Modality-appropriate refusals are safety responses that are calibrated for the specific communication modality in which a request is made — particularly the distinction between text and speech. A refusal in a text interface can be long, precise, and heavily qualified: "I'm sorry, but I can't help with that request because it involves [specific policy category]." A refusal in a spoken interface must be colloquial, brief, and natural-sounding — the same policy boundary expressed in the cadence and vocabulary of natural speech, without sounding robotic or stilted. Modality-appropriate refusals address this gap by calibrating the refusal response to the modality, ensuring that safety responses are both effective and natural-feeling across text, audio, and video channels.
The challenge is that safety responses generated for text can sound jarring or over-cautious when rendered as speech. A text refusal might include extensive hedging language that sounds natural in writing but unnatural in spoken dialogue. A text refusal might also be longer than appropriate for a spoken exchange, creating an awkward pause in a voice conversation. Conversely, a refusal that sounds natural in speech might be too brief or too casual for a text interface. Modality-appropriate refusals address this by training separate refusal behaviors for each modality, with the refusal boundary (what is refused versus what is permitted) calibrated to be equally firm but appropriately expressed.
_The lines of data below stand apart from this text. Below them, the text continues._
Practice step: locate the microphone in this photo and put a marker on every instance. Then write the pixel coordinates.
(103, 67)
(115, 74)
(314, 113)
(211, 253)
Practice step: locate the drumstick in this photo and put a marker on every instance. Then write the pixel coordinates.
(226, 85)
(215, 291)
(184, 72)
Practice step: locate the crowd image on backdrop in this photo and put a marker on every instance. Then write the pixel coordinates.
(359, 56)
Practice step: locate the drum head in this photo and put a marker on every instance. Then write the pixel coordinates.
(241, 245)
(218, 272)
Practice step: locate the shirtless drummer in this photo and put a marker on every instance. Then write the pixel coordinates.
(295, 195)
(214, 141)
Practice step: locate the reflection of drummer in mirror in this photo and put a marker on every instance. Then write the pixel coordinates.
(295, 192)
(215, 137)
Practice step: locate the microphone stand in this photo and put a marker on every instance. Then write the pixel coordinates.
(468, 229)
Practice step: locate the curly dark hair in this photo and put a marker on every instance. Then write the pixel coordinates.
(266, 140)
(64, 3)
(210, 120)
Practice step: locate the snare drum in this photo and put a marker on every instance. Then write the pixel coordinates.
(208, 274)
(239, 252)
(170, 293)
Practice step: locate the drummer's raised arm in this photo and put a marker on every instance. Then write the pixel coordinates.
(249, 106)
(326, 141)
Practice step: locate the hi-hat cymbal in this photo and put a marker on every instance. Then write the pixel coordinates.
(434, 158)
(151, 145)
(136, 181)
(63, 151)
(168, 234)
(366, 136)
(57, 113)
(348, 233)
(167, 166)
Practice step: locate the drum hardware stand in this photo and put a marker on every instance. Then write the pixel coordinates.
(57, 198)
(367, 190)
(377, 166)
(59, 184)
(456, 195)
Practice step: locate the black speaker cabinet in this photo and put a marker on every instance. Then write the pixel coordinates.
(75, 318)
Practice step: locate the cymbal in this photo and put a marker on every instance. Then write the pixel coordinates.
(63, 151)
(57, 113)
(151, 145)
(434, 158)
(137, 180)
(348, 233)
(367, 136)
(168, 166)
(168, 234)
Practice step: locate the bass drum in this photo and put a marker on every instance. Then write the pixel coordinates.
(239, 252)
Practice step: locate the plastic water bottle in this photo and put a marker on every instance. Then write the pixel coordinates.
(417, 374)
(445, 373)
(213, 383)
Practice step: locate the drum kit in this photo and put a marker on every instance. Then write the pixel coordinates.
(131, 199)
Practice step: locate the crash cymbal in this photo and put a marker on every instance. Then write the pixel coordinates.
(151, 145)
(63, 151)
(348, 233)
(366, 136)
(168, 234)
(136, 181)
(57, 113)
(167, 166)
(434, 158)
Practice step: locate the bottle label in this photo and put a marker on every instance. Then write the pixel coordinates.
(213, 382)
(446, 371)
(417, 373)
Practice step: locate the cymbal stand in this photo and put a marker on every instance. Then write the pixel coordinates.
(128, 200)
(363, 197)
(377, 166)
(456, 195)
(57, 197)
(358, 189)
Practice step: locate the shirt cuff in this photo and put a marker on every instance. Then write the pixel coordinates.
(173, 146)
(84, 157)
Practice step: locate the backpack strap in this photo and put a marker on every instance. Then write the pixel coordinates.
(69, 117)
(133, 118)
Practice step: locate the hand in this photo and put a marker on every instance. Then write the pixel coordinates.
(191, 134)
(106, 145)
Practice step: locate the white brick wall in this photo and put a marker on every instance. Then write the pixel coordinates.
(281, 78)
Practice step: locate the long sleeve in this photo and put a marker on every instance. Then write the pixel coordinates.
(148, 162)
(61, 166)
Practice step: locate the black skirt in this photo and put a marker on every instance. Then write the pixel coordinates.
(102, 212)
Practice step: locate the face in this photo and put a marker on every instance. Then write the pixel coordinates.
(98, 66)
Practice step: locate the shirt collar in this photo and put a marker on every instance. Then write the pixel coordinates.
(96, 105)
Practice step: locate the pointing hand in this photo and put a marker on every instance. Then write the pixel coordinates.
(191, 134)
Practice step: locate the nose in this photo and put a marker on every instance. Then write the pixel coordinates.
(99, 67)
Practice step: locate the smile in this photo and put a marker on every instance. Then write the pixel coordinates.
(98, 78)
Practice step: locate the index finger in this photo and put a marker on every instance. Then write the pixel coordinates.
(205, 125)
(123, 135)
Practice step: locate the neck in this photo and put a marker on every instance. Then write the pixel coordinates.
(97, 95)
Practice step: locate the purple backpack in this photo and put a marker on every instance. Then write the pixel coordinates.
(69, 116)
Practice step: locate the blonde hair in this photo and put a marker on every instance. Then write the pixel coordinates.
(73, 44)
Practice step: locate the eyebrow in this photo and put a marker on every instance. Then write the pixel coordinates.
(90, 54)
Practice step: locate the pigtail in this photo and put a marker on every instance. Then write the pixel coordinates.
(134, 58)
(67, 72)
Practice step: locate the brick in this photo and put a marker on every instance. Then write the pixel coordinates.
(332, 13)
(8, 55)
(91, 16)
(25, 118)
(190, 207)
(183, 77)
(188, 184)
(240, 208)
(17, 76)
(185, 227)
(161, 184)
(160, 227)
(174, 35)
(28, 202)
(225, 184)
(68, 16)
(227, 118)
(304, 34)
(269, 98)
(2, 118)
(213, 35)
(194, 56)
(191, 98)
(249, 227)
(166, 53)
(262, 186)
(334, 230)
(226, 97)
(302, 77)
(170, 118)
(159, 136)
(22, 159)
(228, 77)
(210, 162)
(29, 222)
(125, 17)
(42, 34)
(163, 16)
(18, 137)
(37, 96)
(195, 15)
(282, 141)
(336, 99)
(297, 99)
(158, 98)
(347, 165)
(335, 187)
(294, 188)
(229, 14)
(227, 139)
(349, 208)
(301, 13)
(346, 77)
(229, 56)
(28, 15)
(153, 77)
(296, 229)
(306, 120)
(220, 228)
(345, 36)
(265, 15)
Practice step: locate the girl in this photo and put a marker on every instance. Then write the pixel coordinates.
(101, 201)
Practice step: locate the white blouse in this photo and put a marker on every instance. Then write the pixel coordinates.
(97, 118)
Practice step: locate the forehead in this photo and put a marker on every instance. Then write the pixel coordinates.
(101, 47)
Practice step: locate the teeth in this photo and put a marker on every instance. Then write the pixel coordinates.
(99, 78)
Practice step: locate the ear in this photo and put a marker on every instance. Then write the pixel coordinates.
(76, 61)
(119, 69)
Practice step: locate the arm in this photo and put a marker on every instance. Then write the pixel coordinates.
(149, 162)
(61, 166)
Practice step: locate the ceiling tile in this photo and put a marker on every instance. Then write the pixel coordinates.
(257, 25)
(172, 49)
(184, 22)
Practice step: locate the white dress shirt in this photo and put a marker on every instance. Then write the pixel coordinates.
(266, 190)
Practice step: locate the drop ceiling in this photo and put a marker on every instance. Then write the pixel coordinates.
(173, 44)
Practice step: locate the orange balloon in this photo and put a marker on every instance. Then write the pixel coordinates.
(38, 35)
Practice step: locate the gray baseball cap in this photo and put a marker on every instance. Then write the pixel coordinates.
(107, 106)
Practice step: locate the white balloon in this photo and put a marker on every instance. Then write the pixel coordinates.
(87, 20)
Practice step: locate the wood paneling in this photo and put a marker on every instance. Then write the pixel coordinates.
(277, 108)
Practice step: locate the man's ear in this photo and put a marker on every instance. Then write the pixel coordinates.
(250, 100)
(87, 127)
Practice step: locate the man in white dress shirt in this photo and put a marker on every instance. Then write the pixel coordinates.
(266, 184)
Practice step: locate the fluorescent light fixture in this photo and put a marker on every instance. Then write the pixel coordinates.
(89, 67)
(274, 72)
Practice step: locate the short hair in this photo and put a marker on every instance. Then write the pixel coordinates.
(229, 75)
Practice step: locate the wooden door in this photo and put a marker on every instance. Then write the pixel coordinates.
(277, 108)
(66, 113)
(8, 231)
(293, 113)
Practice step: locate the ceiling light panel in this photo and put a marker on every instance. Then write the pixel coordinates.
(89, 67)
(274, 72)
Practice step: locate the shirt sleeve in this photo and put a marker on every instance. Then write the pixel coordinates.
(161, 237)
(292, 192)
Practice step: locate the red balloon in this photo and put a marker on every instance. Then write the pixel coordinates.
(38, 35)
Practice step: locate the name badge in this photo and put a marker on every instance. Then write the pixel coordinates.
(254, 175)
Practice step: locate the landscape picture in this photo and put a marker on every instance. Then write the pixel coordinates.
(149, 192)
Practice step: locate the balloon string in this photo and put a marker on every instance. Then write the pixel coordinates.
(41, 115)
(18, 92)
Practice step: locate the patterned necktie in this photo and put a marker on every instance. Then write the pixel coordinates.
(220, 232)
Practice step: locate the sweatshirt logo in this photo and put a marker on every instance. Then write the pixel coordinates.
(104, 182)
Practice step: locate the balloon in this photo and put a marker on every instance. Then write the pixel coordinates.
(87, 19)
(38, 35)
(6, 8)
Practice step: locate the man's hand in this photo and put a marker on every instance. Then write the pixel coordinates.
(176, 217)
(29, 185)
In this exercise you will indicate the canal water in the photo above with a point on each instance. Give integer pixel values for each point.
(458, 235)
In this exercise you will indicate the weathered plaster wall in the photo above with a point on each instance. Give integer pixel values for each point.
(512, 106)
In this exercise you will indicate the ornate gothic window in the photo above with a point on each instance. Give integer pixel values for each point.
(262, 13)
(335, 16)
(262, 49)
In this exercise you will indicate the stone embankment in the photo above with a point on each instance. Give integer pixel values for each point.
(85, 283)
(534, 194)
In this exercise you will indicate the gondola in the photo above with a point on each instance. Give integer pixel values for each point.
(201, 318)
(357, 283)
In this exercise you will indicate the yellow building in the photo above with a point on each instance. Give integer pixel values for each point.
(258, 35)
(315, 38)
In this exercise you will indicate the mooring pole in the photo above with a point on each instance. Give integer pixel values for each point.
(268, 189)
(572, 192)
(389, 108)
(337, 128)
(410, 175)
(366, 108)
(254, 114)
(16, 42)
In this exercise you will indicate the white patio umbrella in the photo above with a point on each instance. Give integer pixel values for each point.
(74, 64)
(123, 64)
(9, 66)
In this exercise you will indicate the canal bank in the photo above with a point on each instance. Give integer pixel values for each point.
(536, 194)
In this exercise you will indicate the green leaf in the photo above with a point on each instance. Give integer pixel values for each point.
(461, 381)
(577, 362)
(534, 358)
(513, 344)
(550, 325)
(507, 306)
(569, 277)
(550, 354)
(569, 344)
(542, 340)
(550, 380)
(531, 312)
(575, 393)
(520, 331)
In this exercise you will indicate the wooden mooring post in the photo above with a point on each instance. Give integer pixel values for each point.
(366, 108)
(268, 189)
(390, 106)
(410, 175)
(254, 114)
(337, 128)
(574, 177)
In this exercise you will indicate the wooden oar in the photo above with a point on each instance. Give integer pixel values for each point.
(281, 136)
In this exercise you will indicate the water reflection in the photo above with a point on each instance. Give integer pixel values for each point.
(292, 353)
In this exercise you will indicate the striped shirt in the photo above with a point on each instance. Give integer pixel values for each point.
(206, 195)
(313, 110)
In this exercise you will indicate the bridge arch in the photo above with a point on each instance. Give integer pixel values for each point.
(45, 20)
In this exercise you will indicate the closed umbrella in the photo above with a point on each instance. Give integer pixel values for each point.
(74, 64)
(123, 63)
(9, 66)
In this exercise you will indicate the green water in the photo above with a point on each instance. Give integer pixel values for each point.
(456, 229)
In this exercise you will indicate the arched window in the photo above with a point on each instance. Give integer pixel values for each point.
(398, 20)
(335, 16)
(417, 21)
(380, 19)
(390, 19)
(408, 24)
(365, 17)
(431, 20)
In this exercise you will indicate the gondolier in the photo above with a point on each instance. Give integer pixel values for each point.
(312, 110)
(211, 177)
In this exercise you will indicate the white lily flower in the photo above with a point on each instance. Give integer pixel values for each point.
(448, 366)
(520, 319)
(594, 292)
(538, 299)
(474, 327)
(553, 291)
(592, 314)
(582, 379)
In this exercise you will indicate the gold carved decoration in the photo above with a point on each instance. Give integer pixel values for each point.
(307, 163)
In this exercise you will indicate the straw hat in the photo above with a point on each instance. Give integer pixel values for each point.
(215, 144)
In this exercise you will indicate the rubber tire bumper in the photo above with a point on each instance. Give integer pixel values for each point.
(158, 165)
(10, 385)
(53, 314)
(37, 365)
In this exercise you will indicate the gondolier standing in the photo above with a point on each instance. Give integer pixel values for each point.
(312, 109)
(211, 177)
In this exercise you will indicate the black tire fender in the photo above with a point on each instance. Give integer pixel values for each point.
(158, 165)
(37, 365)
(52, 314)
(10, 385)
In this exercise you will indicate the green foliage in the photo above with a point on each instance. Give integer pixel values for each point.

The training approach described in interaction model research involves using a text-to-speech model to generate refusal and over-refusal training data covering a range of disallowed topics, with the refusal boundary calibrated to favor naturally-phrased but no less firm refusals. This allows the model to learn the appropriate prosody, pacing, and phrasing for refusals in the audio modality while maintaining the same safety policy precision as text refusals.
The deeper principle is that safety calibration is not modality-neutral. A model that is well-calibrated for text interactions may be over- or under-calibrated for audio or visual interactions, because the expression of uncertainty, the social meaning of a refusal, and the user's expectations of appropriate responses differ across modalities. Modality-appropriate safety is an active area of research as AI systems move from text-only to multimodal interaction.